#35: Meteo, Star Fox 64
Hi guys! Thanks for bearing with me yesterday in my moment of sickness. Here’s hoping you enjoy today’s post (which, thanks to the sickness, comes posted at a somewhat reasonable hour!).
I really enjoy writing these posts. They’re lots of fun, I learn a lot about composing for video games, and I feel like I get an opportunity to share my learned knowledge with you. I can list off tons more reasons why I enjoy writing this blog, but the one I’d like to focus in on is something I didn’t realize I enjoyed as much as I do, and that is finding music that nobody gave much of a second chance to and putting that in the spotlight. I could easily make this blog into a Zelda music blog (and some would argue that’s almost what it is anyways xD) and everybody would love it, however, a big part of the fun is finding music that we don’t give nearly enough credit to and sharing that with you guys.
Take today’s example, Meteo from the classic game Star Fox 64. Sure, it comes from the minds of Koji Kondo and Hajime Wakai, the brilliant sound designers of the Zelda series, yet the music of Star Fox doesn’t get any of the accolades the Zelda series does. Today’s track, from the level Meteo, is a track I’m sure many of you have heard hundreds of times while playing Star Fox, yet I’m sure many of you didn’t give it a second glance until just now.
I think what it comes down to is that game music serves a wide variety of purposes. Sometimes it’s placed in a cinematic to effect our emotions in some way. Sometimes the music’s purpose is to stay out of the way of the gameplay and characters, acting as a background color for an active world. This game is perfect example of the latter, and I want to emphasize that while game music is important in every game it shouldn’t necessarily be the center of attention in every game.

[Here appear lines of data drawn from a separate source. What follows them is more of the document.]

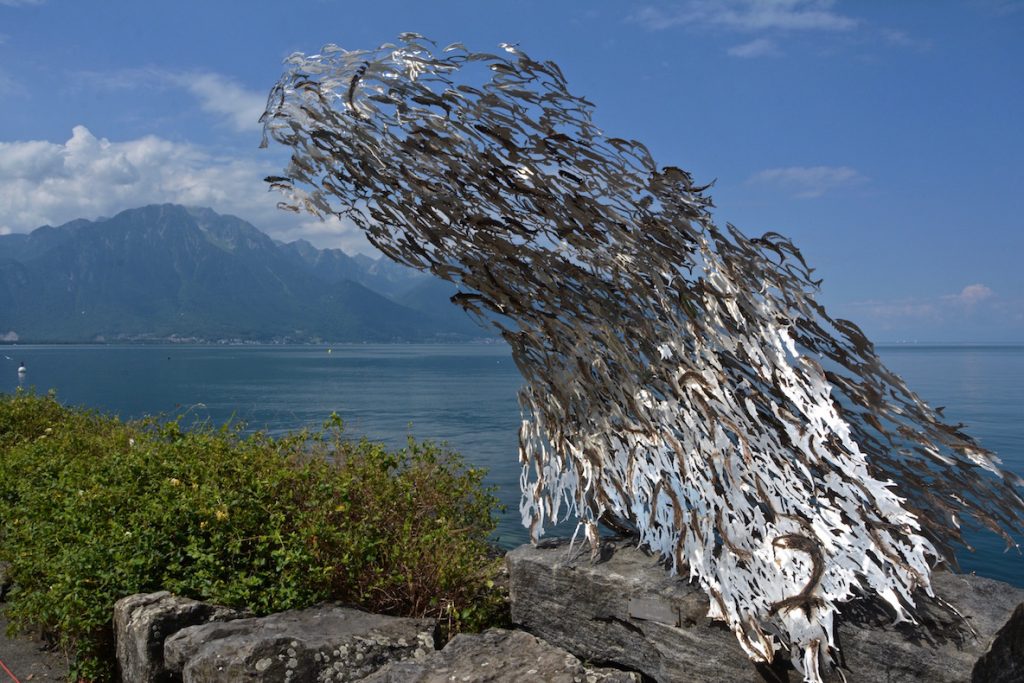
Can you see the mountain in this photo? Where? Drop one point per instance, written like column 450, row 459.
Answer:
column 168, row 271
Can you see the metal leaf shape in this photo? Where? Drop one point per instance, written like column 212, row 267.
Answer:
column 680, row 379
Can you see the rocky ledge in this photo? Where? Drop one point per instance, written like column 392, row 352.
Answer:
column 622, row 619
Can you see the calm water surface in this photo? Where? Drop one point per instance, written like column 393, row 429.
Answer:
column 463, row 394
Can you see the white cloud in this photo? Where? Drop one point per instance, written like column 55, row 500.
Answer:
column 760, row 47
column 809, row 181
column 972, row 300
column 87, row 176
column 749, row 15
column 971, row 295
column 222, row 96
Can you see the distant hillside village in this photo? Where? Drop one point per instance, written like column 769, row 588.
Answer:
column 171, row 273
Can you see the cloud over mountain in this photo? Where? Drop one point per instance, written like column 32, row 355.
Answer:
column 43, row 182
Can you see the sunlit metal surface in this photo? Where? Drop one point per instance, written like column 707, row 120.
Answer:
column 680, row 378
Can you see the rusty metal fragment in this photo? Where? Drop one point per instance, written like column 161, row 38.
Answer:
column 680, row 379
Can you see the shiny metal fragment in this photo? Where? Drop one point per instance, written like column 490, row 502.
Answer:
column 680, row 379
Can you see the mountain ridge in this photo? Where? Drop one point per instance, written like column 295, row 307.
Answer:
column 167, row 272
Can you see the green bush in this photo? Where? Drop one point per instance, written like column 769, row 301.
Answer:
column 92, row 509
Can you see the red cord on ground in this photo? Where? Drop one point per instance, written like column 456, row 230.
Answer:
column 9, row 672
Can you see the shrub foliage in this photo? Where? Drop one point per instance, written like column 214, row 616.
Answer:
column 93, row 509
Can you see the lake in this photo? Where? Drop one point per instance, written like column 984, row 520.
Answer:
column 464, row 394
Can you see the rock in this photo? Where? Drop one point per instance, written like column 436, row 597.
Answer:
column 142, row 622
column 1005, row 662
column 498, row 655
column 323, row 643
column 627, row 609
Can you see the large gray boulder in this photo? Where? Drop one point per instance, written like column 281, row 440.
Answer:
column 1005, row 660
column 627, row 609
column 142, row 622
column 323, row 643
column 496, row 656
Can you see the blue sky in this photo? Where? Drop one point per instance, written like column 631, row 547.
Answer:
column 886, row 138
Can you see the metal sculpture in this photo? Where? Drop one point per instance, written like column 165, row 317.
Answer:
column 680, row 379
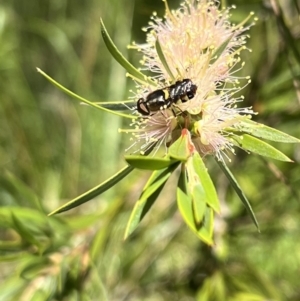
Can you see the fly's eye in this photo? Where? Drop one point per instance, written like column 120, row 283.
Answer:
column 190, row 95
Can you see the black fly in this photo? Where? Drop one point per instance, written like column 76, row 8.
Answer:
column 163, row 98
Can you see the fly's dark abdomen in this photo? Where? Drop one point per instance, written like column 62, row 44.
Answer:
column 164, row 98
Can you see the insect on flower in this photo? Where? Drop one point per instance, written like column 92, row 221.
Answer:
column 164, row 98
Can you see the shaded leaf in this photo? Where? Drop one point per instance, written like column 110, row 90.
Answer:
column 24, row 232
column 184, row 202
column 259, row 147
column 34, row 267
column 149, row 163
column 262, row 131
column 198, row 201
column 206, row 182
column 149, row 195
column 88, row 102
column 87, row 196
column 238, row 190
column 181, row 149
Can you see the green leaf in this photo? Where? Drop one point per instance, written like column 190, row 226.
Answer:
column 162, row 58
column 259, row 147
column 149, row 163
column 238, row 190
column 211, row 195
column 87, row 196
column 121, row 59
column 262, row 131
column 34, row 267
column 88, row 102
column 24, row 232
column 184, row 202
column 198, row 201
column 149, row 195
column 180, row 149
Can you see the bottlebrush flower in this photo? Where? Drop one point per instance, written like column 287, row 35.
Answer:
column 199, row 43
column 189, row 105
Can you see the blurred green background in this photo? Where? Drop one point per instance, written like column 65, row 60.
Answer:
column 52, row 149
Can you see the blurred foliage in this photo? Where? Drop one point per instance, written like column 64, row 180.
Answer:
column 52, row 149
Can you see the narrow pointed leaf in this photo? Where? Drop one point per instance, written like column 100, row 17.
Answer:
column 88, row 102
column 184, row 202
column 87, row 196
column 211, row 195
column 149, row 195
column 238, row 190
column 259, row 147
column 149, row 163
column 262, row 131
column 120, row 58
column 24, row 232
column 162, row 58
column 198, row 200
column 180, row 149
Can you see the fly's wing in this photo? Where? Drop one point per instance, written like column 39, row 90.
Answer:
column 116, row 105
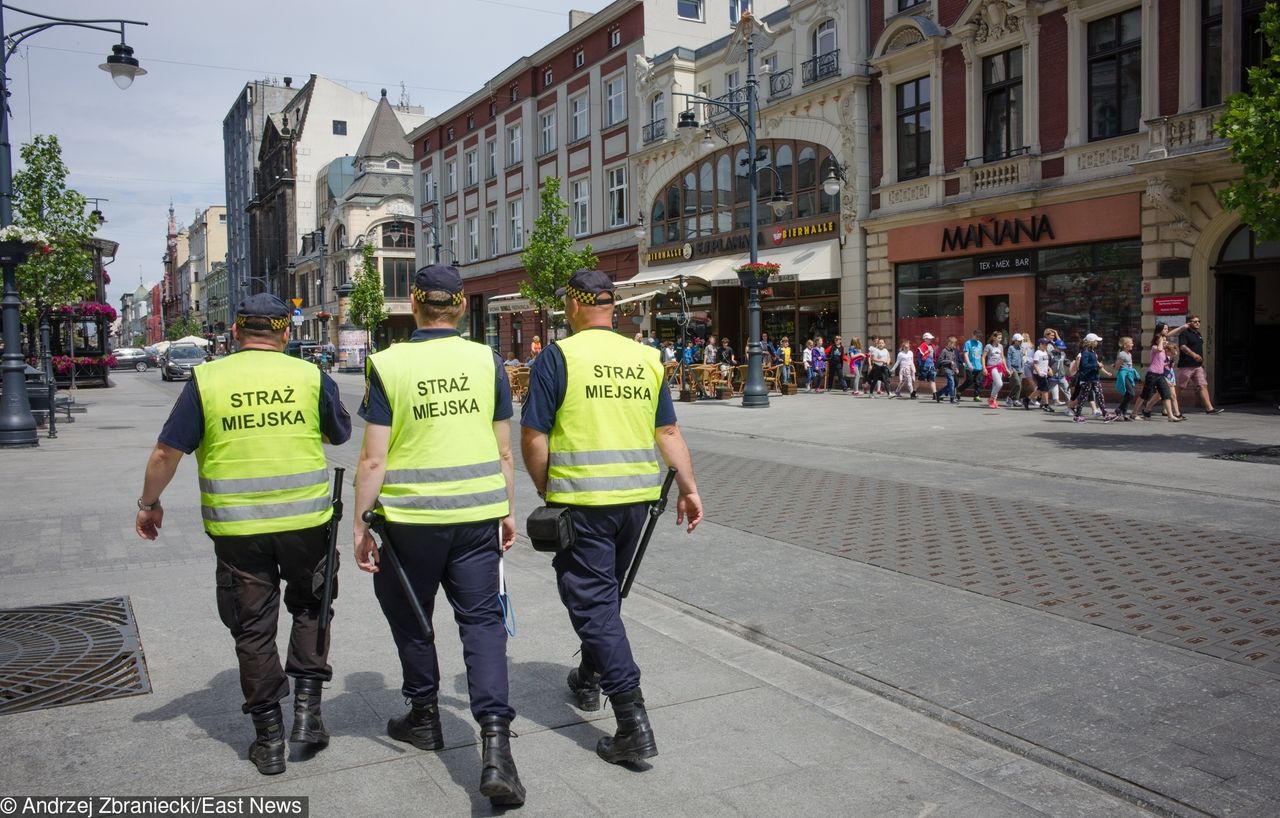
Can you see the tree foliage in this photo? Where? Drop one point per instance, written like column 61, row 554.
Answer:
column 365, row 306
column 42, row 201
column 549, row 257
column 1252, row 124
column 183, row 327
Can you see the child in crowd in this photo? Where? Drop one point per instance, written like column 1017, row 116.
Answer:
column 905, row 369
column 993, row 366
column 928, row 364
column 856, row 360
column 1127, row 378
column 785, row 360
column 1087, row 380
column 949, row 364
column 817, row 365
column 1040, row 373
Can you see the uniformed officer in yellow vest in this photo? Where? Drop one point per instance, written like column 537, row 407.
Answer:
column 437, row 465
column 256, row 420
column 597, row 407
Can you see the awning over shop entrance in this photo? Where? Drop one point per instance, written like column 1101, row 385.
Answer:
column 807, row 263
column 511, row 302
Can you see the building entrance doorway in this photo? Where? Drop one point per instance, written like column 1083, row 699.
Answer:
column 1247, row 315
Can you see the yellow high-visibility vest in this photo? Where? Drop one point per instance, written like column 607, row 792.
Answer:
column 602, row 446
column 442, row 460
column 261, row 460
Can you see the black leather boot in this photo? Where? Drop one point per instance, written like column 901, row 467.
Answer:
column 499, row 781
column 634, row 740
column 268, row 750
column 307, row 726
column 586, row 689
column 420, row 726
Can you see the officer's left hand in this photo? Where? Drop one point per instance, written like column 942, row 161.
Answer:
column 366, row 552
column 508, row 531
column 147, row 524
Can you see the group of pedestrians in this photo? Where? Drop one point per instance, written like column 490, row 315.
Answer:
column 437, row 481
column 1022, row 373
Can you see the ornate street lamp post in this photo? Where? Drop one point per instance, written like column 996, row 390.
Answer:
column 17, row 423
column 754, row 393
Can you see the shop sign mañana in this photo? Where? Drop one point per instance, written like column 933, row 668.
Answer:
column 995, row 233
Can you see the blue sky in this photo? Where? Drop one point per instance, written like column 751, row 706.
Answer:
column 161, row 138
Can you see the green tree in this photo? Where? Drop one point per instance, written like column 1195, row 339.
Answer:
column 182, row 328
column 365, row 305
column 42, row 201
column 1252, row 124
column 549, row 257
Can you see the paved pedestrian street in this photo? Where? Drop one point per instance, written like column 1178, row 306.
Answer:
column 894, row 608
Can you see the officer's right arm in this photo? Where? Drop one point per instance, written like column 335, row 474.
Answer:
column 369, row 483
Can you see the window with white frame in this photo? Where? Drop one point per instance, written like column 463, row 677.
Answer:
column 1001, row 105
column 615, row 100
column 616, row 181
column 515, row 145
column 579, row 122
column 470, row 161
column 690, row 9
column 914, row 128
column 547, row 132
column 581, row 197
column 1115, row 74
column 516, row 224
column 823, row 40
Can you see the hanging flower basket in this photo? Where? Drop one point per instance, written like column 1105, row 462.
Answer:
column 755, row 275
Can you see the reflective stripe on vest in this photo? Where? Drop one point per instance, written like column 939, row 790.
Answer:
column 261, row 462
column 602, row 447
column 442, row 457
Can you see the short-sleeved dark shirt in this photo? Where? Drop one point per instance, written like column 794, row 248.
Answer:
column 1193, row 341
column 375, row 409
column 186, row 425
column 548, row 384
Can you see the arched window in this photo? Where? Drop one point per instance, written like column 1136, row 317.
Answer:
column 823, row 39
column 398, row 234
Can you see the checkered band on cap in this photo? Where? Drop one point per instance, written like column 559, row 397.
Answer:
column 420, row 296
column 277, row 324
column 583, row 297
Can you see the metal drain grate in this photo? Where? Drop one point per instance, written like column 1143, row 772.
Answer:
column 72, row 653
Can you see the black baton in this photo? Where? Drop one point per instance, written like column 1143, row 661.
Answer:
column 375, row 522
column 330, row 562
column 656, row 510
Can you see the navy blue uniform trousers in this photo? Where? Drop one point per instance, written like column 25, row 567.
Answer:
column 590, row 577
column 464, row 560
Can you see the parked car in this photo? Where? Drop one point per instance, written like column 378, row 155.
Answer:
column 136, row 359
column 179, row 360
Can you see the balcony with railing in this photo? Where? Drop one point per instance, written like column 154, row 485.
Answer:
column 653, row 131
column 780, row 83
column 822, row 67
column 1185, row 133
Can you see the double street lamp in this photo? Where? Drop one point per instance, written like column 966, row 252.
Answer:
column 755, row 394
column 17, row 423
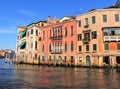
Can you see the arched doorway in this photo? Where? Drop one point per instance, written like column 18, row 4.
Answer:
column 88, row 61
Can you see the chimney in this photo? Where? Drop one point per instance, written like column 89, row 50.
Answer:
column 49, row 19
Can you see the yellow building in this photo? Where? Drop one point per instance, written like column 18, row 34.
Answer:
column 99, row 37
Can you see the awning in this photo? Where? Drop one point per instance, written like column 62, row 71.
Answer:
column 22, row 44
column 23, row 33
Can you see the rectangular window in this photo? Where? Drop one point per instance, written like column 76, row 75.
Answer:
column 86, row 22
column 31, row 31
column 43, row 35
column 43, row 58
column 117, row 19
column 43, row 48
column 80, row 48
column 31, row 45
column 79, row 37
column 36, row 32
column 93, row 20
column 65, row 47
column 72, row 47
column 36, row 45
column 65, row 58
column 94, row 35
column 104, row 18
column 49, row 47
column 65, row 31
column 87, row 47
column 72, row 58
column 118, row 46
column 79, row 23
column 71, row 30
column 106, row 46
column 94, row 47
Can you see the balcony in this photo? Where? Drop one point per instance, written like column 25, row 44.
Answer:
column 111, row 38
column 56, row 38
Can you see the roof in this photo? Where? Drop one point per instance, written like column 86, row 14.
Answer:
column 117, row 4
column 66, row 18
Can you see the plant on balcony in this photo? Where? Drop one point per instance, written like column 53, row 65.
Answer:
column 86, row 41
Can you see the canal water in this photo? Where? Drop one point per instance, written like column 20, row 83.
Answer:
column 43, row 77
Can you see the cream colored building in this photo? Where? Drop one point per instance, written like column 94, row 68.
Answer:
column 27, row 42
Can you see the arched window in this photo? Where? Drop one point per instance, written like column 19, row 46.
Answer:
column 65, row 31
column 72, row 46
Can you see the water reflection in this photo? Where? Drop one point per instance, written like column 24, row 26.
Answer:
column 43, row 77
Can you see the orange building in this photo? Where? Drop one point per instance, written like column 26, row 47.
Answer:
column 58, row 43
column 89, row 39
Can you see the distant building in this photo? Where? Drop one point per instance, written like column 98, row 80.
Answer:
column 98, row 42
column 89, row 39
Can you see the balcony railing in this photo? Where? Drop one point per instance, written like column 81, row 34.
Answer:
column 111, row 38
column 56, row 38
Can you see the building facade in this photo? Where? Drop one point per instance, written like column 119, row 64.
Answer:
column 89, row 39
column 58, row 45
column 27, row 43
column 98, row 40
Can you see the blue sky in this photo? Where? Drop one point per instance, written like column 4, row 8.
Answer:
column 14, row 13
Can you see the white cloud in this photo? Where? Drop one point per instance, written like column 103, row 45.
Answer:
column 27, row 12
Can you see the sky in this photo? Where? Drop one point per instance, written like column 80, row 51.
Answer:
column 14, row 13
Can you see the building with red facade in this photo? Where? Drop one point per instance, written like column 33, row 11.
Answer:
column 89, row 39
column 58, row 44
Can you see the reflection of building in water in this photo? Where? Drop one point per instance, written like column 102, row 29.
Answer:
column 89, row 39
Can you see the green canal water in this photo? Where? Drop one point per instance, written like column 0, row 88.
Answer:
column 16, row 76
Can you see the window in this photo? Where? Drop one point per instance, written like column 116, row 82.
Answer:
column 35, row 56
column 104, row 18
column 106, row 46
column 50, row 33
column 118, row 46
column 65, row 47
column 86, row 22
column 87, row 47
column 36, row 45
column 79, row 23
column 49, row 47
column 94, row 35
column 93, row 20
column 36, row 32
column 43, row 48
column 72, row 46
column 43, row 35
column 79, row 37
column 31, row 45
column 111, row 31
column 49, row 58
column 43, row 58
column 65, row 31
column 80, row 48
column 87, row 35
column 31, row 31
column 71, row 30
column 72, row 59
column 117, row 19
column 94, row 47
column 28, row 34
column 65, row 58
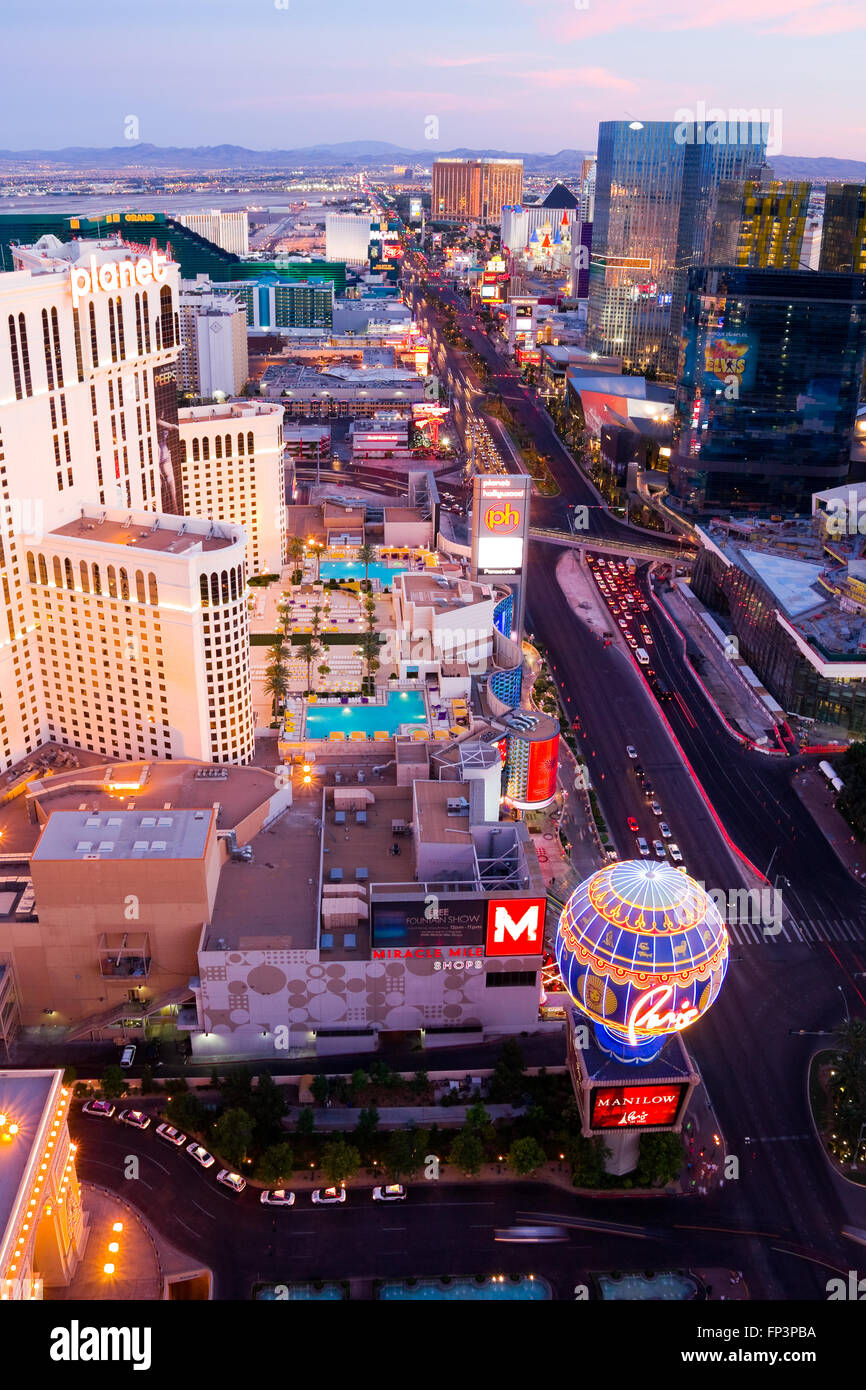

Anyways, long rant over. Let’s dive into today’s track!
I can’t remember how many times I’ve done a track about a scifi-based game before, but I feel like more often than not these space battle tracks feature parallel perfect intervals very prominently. In the beginning of this track we see a repeated bass pattern that acts as both a piece of melodic interest and later as a pedal point, which allows Hajime Wakai to explore very dissonant harmonies later on. We don’t see any strong melodic content until bar 11, where a short melodic fragments flirts with our ears and gives us a vague confirmation of the tonality. The same melodic fragment returns in bar 17 but with the added power of a strong quartal chord (in addition to the trill on the flute), which creates a half-cadence feel here.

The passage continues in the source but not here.